What is Memory Overcommit (Virtual memory allocation exceeding Physical memory)

Memory Overcommit is an operating system mechanism that allows allocating more total virtual memory to processes than the available physical RAM and swap space. The system assumes that processes will not use all requested resources simultaneously, optimizing hardware utilization.

This technique is widely used in virtualization environments and cloud platforms. Hypervisors such as KVM, VMware ESXi, and Xen actively use memory overcommitment to increase the density of virtual machines on a physical server. This allows running more guest systems with a total configured RAM exceeding the host’s hardware limit, which is economically beneficial for server consolidation.

KVM (Turns the Linux kernel into a hypervisor)
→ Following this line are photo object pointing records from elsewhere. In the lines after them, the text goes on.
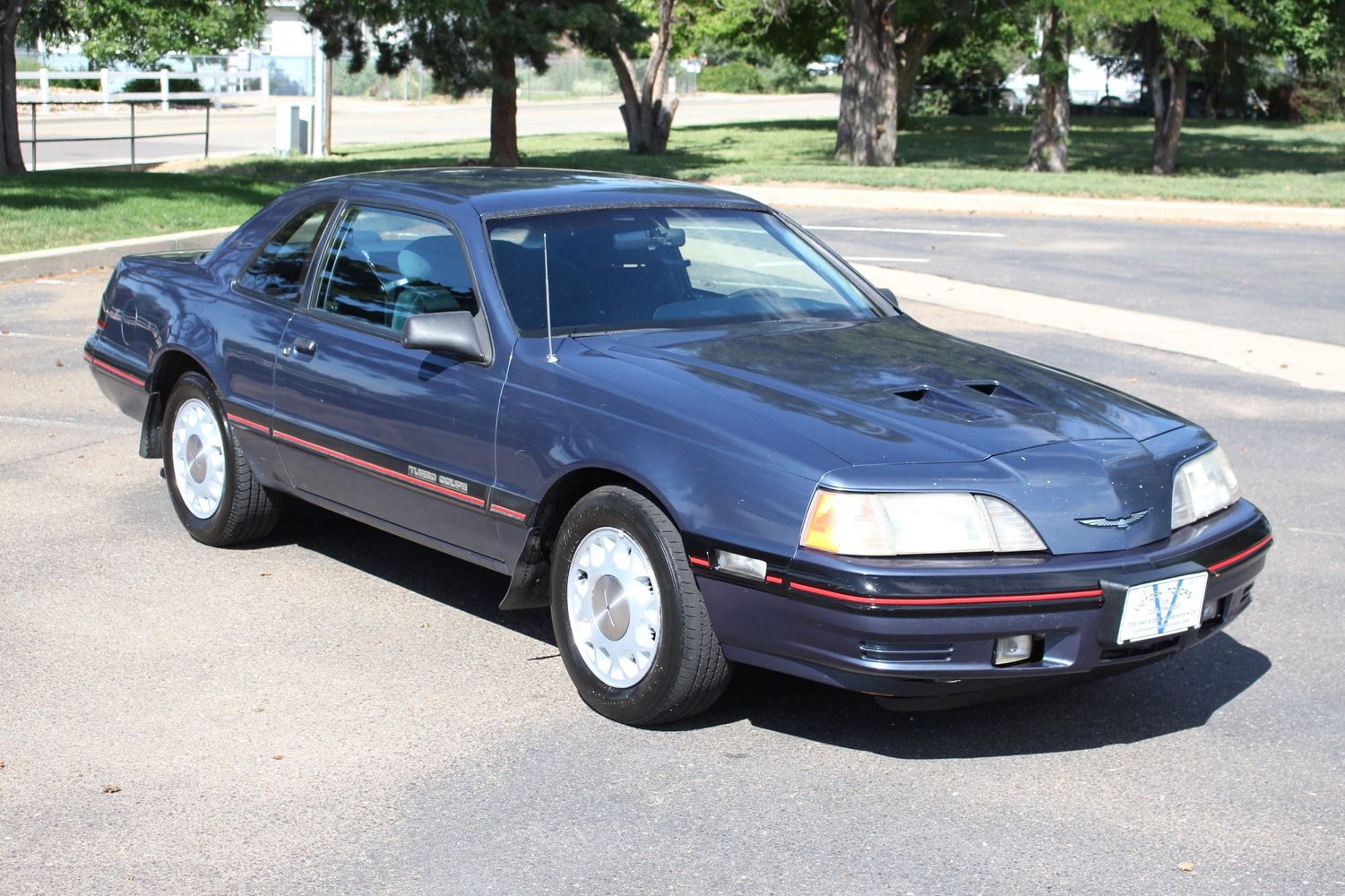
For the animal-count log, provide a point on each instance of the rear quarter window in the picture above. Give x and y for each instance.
(279, 270)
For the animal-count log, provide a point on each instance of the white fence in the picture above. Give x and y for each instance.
(253, 86)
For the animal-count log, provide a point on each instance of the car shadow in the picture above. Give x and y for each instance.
(1164, 699)
(1153, 702)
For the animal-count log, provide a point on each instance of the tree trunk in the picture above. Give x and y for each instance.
(912, 45)
(1168, 128)
(504, 110)
(1049, 147)
(11, 152)
(866, 129)
(649, 123)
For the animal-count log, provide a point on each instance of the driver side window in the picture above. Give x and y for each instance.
(384, 267)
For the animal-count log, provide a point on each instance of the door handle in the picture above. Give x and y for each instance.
(301, 346)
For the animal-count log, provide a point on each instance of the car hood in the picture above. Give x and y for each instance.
(888, 391)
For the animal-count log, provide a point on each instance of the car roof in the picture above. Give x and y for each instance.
(515, 190)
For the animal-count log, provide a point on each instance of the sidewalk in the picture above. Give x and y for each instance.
(46, 263)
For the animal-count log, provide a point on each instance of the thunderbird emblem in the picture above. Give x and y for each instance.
(1121, 522)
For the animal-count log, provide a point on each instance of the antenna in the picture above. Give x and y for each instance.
(547, 286)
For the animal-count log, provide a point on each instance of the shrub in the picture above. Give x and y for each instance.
(732, 77)
(781, 75)
(1320, 99)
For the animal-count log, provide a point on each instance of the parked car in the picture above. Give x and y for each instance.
(684, 424)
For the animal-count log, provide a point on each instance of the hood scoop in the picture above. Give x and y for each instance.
(972, 409)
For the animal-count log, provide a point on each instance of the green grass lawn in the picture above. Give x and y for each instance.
(1232, 161)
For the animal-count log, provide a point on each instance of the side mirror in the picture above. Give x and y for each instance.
(453, 332)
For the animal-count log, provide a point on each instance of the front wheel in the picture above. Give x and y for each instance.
(630, 620)
(212, 488)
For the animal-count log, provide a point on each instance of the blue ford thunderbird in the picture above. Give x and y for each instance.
(684, 424)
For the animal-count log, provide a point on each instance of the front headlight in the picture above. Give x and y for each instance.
(939, 522)
(1203, 486)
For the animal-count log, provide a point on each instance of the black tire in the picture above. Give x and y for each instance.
(689, 670)
(246, 509)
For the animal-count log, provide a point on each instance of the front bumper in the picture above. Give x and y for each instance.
(924, 630)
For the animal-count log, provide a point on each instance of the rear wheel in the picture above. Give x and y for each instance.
(630, 620)
(217, 498)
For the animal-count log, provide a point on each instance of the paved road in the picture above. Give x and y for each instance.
(366, 121)
(1270, 280)
(335, 711)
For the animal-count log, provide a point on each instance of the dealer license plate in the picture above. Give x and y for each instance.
(1160, 608)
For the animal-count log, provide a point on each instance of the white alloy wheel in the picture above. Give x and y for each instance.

The main problem is performance degradation when there is a real shortage of resources. When the total active memory consumption by guest systems approaches the physical limit, the hypervisor forcibly reclaims pages, causing a sharp drop in performance or stopping critical services. A second risk is instability: aggressive switching to slow swap and memory recovery mechanisms can provoke deadlocks or mass process termination in Linux-like systems by the Out-Of-Memory Killer.

How It works

The principle is based on the gap between reserved and actually used memory. When memory is requested, the operating system only creates virtual address spaces in page tables without immediately allocating real physical frames. Actual allocation occurs on the first write to a cell via the page fault mechanism. As long as the total working set of all processes fits within the physical RAM limit, overcommit is unnoticeable. When a shortage occurs, reclamation algorithms are activated: guest ballooning drivers cooperatively take unused pages from the guest OS and return them to the hypervisor; Kernel Same-page Merging scans memory, finds identical pages and merges them into one physical page with a copy-on-write flag; transparent compression packs rarely used data into a small cache, deferring swap to disk. If pressure continues to rise, the system moves to harsher measures: in Linux, the OOM-Killer heuristic is triggered, selecting the least valuable victim process based on memory usage and priority, while VMware ESXi notifies the guest OS of the need to use its own swap. The key security parameter is vm.overcommit_ratio in Linux, which regulates the ratio of virtual memory to physical memory to prevent catastrophic failure under total parasitic consumption.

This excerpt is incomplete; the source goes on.